Note: This is Part 1 of a 2-part article about CRISPR, which will be concluded next week.
The explosive growth of scientific discovery over the last century or so shows no sign of slowing. From the grand, majestic vistas of modern astronomy to much humbler findings in a multitude of areas, there always seems to be something new. One of these humble findings – so humble that hardly anyone took any notice of it for the next 26 years – was the discovery of the principles of genetics by an obscure monk named Gregor Mendel, beginning in the year 1874.
This is hardly surprising, considering that Mendel’s tasks were incredibly boring: pollinating and growing pea plants, counting the peas – no one knows how many, but probably in the hundreds of thousands – and analysing the results. It was only in 1900, 16 years after Mendel’s death, that several other scientists rediscovered his findings and understood their significance.
And yet Mendel’s staggering legacy is the myriad of directions genetics has taken since then and the fact that the pace of development has not shown any sign of slowing in over a century.
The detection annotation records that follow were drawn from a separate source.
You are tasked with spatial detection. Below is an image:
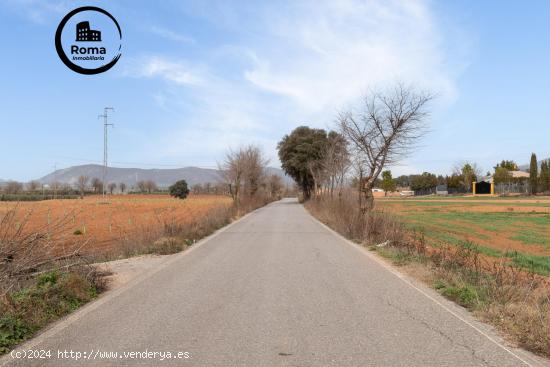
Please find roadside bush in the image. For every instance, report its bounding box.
[0,267,105,354]
[168,180,189,199]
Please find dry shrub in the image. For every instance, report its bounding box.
[0,206,93,294]
[115,206,236,258]
[306,192,404,245]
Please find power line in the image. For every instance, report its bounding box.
[50,156,218,169]
[98,107,115,198]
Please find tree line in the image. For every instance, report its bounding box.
[278,84,433,214]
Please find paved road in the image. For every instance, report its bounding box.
[4,199,545,367]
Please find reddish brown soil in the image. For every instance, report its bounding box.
[0,195,231,251]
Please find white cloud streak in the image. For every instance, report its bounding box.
[149,26,196,44]
[126,0,470,170]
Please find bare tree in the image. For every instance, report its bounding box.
[453,161,482,191]
[27,180,40,192]
[218,145,268,205]
[144,180,158,194]
[4,181,23,194]
[76,175,89,199]
[136,181,147,192]
[242,145,269,196]
[107,182,116,195]
[338,84,433,214]
[267,175,284,198]
[92,177,103,194]
[218,149,245,205]
[320,131,350,197]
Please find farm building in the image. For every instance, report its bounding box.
[435,185,449,195]
[472,180,495,195]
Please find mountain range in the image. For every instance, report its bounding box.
[38,164,293,188]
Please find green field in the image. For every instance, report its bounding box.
[377,196,550,276]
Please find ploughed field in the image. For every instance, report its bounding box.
[0,195,231,253]
[377,196,550,276]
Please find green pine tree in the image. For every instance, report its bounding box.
[529,153,539,195]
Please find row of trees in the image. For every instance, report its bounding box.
[529,153,550,194]
[278,84,433,213]
[219,145,284,208]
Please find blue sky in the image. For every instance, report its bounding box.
[0,0,550,181]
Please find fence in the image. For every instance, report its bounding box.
[495,182,530,195]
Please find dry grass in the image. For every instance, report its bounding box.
[0,196,274,354]
[306,193,550,357]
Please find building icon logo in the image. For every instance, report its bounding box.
[76,22,101,42]
[55,6,122,75]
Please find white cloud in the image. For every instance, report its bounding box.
[123,0,464,169]
[149,26,196,44]
[3,0,71,24]
[123,56,202,86]
[245,0,462,113]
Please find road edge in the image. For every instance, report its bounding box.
[0,200,274,366]
[300,204,547,367]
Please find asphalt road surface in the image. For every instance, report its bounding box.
[1,199,548,367]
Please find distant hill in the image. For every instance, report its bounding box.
[38,164,292,188]
[518,158,550,171]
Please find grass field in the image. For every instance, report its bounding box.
[377,196,550,276]
[0,195,231,253]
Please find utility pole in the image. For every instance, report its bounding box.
[97,107,115,199]
[53,163,57,200]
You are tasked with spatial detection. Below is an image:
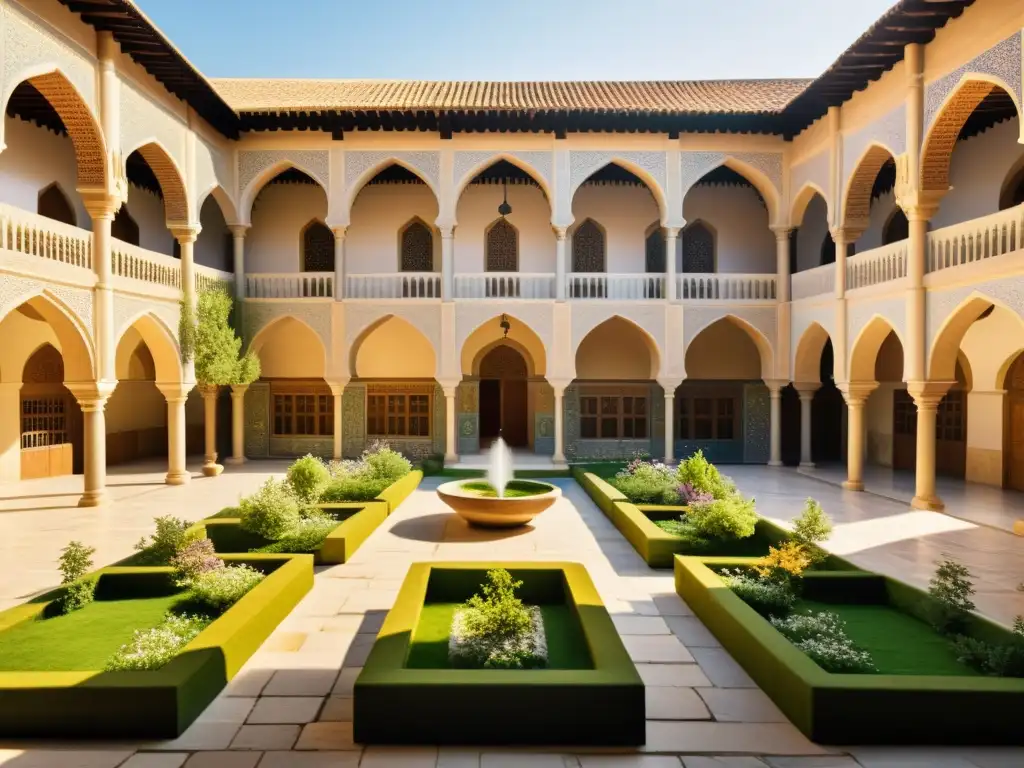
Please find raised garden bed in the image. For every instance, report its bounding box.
[354,562,644,745]
[0,555,312,738]
[675,557,1024,744]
Fast forward to the present.
Probably the most exciting recent development in genetics has been CRISPR, the gene editing software discovered in the 1980s. The name is an acronym for its structure, which consists of bits of bacterial DNA Clustered Regularly and Interspaced with other Short bits of DNA in the form of Palindromic Repeats.
Between the years 2007 and 2010 several groups carried out experiments demonstrating that CRISPR is an immune system used to protect bacteria against viruses.
A very clever team of scientists, led by Jennifer Doudna (UK) and Emmanuelle Charpentier (France), worked out a way to make a simplified, artificial version of this system, called CRISPR/Cas9, which can be used to edit the genomes of more complex organisms, such as plants, animals and humans.
Jennifer Doudna (left) and Emmanuelle Charpentier
The two main parts of the CRISPR/Cas9 system are an enzyme (Cas9) which cuts a DNA molecule at a particular precise point, and an RNA molecule which guides the enzyme to the point where the cut is to be made.
The most valuable part is that this system can be made to cut any piece of DNA, simply by altering the RNA, because RNA bonds precisely with its complementary DNA molecule. This is much easier than any other gene editing system discovered so far.
And that is both the exciting and the terrifying aspect of the system. In other words, the prospects are boundless, but so are the risks.
Of course, the whole system is vastly more complex than I have described it here. Anyone wishing to learn more about the system should go to the great variety of online resources, including the Wikipedia article, which to my mind seems amazingly comprehensive.
CRISPR has enormous potential for good, because it can be used to repair many types of mutations causing genetic diseases far more quickly and accurately than any other technology previously known.
 A palindrome is a sequence of characters (e.g. letters, numbers) that reads exactly the same backwards or forwards. Simple palindromes include names such as Anna and Bob. Who could forget such famous palindromes as “Madam I’m Adam” (the first man’s introduction to his wife) and “Able was I ere I saw Elba,” (attributed to Napoleon)?
 Spare a thought for the poor bacteria which would be dead in minutes if not for CRISPR and related systems which allow them to defend themselves against viruses. (And please don’t forget that the overwhelming majority of bacteria are friendly chaps that just want to get on with the rest of us; the nasty pathogenic types are, relatively speaking, very rare.)